By: Robert Carson, Professor of Geology emeritus Whitman College
What are the Blues? Those mountains just south and east of Walla Walla. The Blues are a long anticlinal ridge composed mostly of basalt flows. This ridge, which stretches from Clarno, Oregon to Clarkston, Washington, is the northernmost portion of the Blue Mountains physiographic section, itself part of the Columbia Plateau physiographic province, which is characterized by young volcanics. Beneath the Miocene flood basalts are limited outcrops of exotic terranes from near Asia, granite that resulted from melting during a plate tectonic collision, Eocene rocks resembling today’s Cascade volcanics, and Oligocene ash similar to what Yellowstone erupts. Not high enough to have been glaciated like the Wallowas, the Blues consist of upland plateaus cut by deep V-shaped canyons like those along the two forks of the Walla Walla River.
Our mountains have magnificent forests, with western juniper at the base and subalpine fir at the top. Other dominant conifers include ponderosa pine, Douglas-fir, lodgepole pine, grand fir, western white pine, Engelmann spruce, and the deciduous western larch whose needles turn brilliant yellow in autumn. Special to the Blues, because of limited precipitation, is the grass-tree mosaic, with dense forests on north- and east-facing slopes, and meadows rich in wildflowers on south-and west-facing inclines. This mixture of grassland and forests provides critical habitat for many birds, large mammals, and other animals.
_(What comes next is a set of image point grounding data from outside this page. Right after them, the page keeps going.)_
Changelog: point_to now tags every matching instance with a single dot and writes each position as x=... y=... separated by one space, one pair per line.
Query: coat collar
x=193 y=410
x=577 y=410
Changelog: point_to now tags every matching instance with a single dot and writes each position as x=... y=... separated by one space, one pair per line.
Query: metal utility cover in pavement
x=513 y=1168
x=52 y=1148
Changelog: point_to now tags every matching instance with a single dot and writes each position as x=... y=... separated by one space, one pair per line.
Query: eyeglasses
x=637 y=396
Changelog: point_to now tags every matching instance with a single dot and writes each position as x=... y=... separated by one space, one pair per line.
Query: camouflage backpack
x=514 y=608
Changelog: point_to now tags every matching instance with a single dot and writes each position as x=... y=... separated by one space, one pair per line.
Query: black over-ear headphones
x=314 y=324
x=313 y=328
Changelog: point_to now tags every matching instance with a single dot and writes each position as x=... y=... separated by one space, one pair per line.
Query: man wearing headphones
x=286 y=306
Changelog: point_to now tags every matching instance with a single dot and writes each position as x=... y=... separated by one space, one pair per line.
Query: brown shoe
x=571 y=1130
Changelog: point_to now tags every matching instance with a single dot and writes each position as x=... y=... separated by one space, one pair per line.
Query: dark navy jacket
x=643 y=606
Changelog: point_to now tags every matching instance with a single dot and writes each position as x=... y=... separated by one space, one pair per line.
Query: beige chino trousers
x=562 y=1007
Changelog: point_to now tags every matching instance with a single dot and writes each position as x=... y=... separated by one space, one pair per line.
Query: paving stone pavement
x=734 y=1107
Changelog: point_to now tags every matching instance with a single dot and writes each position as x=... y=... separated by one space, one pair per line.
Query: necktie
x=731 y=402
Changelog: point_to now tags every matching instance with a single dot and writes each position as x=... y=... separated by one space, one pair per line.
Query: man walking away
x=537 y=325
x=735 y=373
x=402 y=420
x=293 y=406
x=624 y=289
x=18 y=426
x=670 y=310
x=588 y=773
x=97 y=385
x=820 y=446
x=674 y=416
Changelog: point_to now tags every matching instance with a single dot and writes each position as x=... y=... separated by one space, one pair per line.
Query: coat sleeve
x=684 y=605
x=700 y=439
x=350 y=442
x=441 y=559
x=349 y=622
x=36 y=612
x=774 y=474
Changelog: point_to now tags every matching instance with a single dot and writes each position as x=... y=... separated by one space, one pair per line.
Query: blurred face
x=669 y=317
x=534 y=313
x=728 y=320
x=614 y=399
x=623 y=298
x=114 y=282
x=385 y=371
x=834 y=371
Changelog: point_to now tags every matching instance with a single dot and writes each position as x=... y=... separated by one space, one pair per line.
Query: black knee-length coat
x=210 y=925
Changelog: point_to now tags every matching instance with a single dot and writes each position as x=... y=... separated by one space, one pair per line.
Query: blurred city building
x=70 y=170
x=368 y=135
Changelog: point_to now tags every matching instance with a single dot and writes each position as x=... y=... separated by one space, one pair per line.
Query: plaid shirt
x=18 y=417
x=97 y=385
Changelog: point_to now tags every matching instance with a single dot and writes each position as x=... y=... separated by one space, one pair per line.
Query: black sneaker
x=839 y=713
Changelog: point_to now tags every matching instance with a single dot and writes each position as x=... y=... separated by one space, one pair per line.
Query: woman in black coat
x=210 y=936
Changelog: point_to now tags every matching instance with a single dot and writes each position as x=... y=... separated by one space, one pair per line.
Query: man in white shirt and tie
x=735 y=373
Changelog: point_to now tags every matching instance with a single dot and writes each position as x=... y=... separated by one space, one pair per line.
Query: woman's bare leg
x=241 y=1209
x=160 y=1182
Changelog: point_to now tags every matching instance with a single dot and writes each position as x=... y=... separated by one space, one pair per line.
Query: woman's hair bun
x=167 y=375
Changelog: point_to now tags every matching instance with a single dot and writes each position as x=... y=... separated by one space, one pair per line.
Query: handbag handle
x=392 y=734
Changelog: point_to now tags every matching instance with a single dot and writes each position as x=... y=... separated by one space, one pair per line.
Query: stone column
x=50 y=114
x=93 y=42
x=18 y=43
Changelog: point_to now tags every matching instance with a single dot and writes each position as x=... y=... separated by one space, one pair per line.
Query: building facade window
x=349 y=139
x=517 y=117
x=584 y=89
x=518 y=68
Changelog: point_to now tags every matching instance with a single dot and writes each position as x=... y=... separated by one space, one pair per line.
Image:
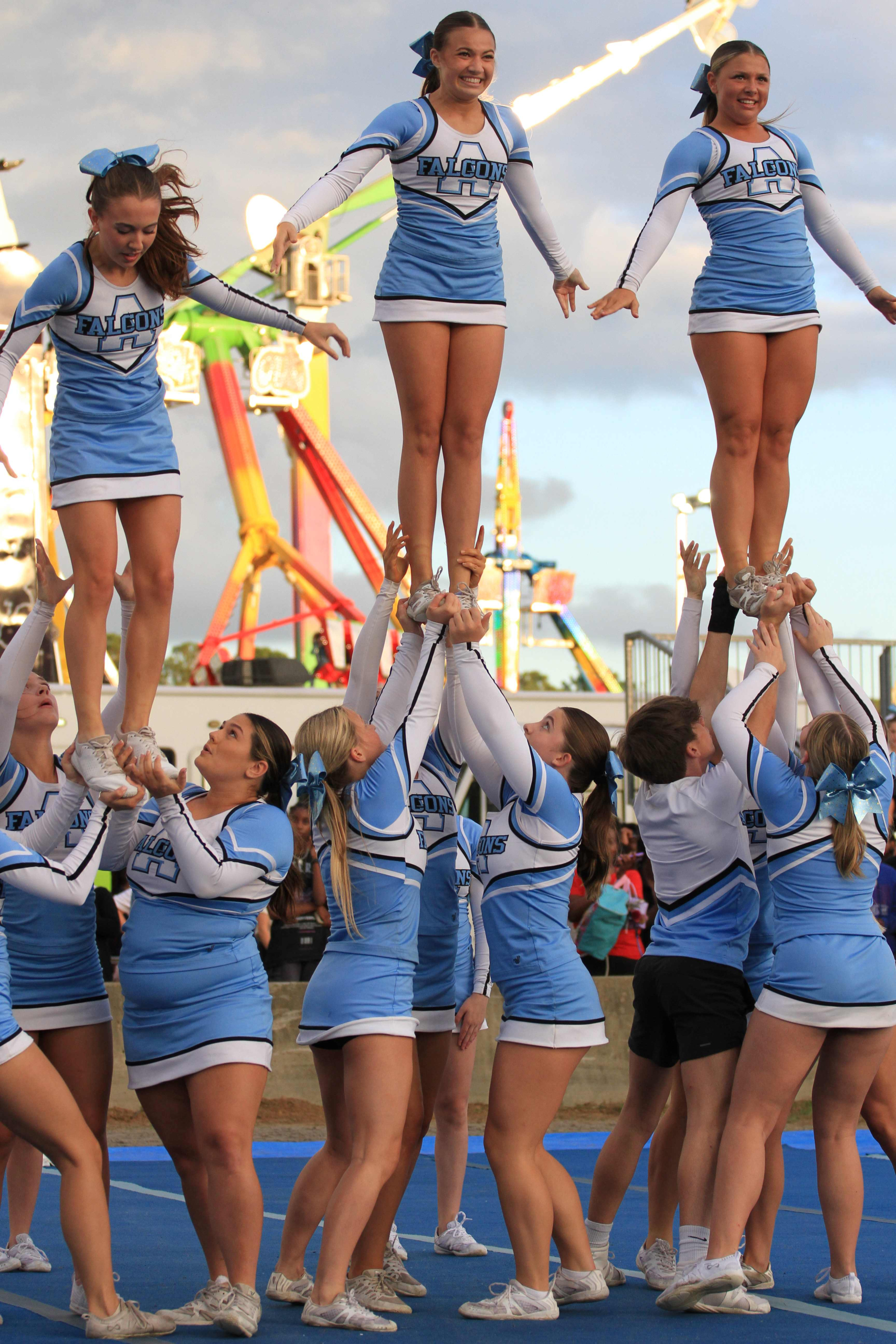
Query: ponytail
x=589 y=745
x=332 y=733
x=164 y=264
x=460 y=19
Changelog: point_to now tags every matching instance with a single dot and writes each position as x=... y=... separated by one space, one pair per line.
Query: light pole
x=684 y=505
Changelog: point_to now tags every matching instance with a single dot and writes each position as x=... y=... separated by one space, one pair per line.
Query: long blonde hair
x=332 y=733
x=835 y=740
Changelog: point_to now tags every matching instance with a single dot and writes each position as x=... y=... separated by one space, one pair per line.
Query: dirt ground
x=289 y=1120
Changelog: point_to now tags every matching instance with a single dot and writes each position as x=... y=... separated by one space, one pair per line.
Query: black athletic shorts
x=687 y=1009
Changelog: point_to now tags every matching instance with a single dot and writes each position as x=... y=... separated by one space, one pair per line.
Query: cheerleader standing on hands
x=754 y=323
x=111 y=445
x=440 y=296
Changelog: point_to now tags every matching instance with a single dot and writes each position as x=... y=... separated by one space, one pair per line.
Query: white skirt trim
x=83 y=490
x=434 y=1019
x=15 y=1046
x=760 y=324
x=438 y=311
x=194 y=1061
x=361 y=1027
x=808 y=1014
x=88 y=1012
x=553 y=1035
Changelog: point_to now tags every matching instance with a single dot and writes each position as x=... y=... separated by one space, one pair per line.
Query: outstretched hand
x=612 y=303
x=51 y=589
x=565 y=289
x=766 y=647
x=287 y=236
x=469 y=625
x=695 y=569
x=821 y=632
x=320 y=335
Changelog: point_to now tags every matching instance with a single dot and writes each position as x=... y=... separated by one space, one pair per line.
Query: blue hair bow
x=614 y=771
x=309 y=783
x=99 y=163
x=702 y=85
x=839 y=791
x=422 y=47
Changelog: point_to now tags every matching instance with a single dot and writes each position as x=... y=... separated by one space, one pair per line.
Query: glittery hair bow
x=614 y=772
x=702 y=85
x=422 y=49
x=839 y=791
x=308 y=781
x=99 y=162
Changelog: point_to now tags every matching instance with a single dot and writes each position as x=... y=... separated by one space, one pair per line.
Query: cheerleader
x=832 y=991
x=440 y=296
x=525 y=859
x=754 y=323
x=111 y=447
x=57 y=985
x=198 y=1016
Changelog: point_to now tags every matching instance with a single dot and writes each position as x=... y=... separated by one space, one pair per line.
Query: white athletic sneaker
x=373 y=1290
x=345 y=1314
x=419 y=600
x=99 y=768
x=657 y=1263
x=847 y=1289
x=241 y=1312
x=78 y=1299
x=143 y=742
x=203 y=1308
x=512 y=1304
x=456 y=1240
x=703 y=1278
x=567 y=1289
x=758 y=1280
x=30 y=1257
x=735 y=1303
x=8 y=1261
x=398 y=1277
x=282 y=1289
x=128 y=1323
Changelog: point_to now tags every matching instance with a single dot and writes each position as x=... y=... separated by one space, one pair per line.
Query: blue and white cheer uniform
x=111 y=435
x=757 y=202
x=37 y=877
x=363 y=984
x=832 y=964
x=525 y=859
x=195 y=990
x=56 y=973
x=444 y=261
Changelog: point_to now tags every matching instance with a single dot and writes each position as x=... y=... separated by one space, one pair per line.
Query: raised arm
x=66 y=884
x=253 y=844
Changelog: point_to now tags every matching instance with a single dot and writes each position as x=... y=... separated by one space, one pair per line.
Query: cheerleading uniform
x=524 y=860
x=68 y=884
x=195 y=990
x=757 y=202
x=684 y=664
x=111 y=437
x=363 y=984
x=832 y=965
x=444 y=261
x=56 y=973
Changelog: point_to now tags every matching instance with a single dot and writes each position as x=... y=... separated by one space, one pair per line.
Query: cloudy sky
x=612 y=417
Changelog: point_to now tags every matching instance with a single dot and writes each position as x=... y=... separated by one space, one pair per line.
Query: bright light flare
x=623 y=57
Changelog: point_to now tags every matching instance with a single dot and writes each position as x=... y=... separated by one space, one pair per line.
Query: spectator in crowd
x=294 y=928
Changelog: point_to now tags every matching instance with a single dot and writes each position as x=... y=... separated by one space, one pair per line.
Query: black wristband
x=722 y=613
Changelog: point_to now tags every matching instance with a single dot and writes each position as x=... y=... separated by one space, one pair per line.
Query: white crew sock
x=536 y=1295
x=693 y=1244
x=599 y=1241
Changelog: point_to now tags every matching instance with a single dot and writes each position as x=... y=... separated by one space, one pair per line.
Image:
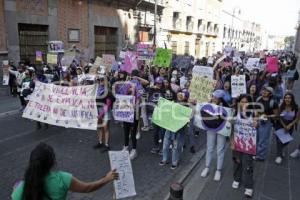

This coffee-table book includes a foreword by Don Snow, an afterword by Scott Elliott, and poems by Katrina Roberts and Janice King. Duane Scroggins, Bill Rodgers, and many others have contributed hundreds of magnificent photographs. Donald Worster, America’s preeminent living environmental historian, wrote, “Led by geologist Robert Carson, a diverse group of writers and photographers have collaborated to reveal this superb piece of our natural heritage. They give us reliable facts, stunning images, and a deep love of landscape. What a feast for the mind and eyes! How could such a place have survived for so long in our midst, resisting our seeming insatiable hunger for land and all its products? An intense devotion among a small number of people is the answer. I hope this book increases that number of devotees exponentially. It has put the Blues at the top of my list of natural wonders to explore.”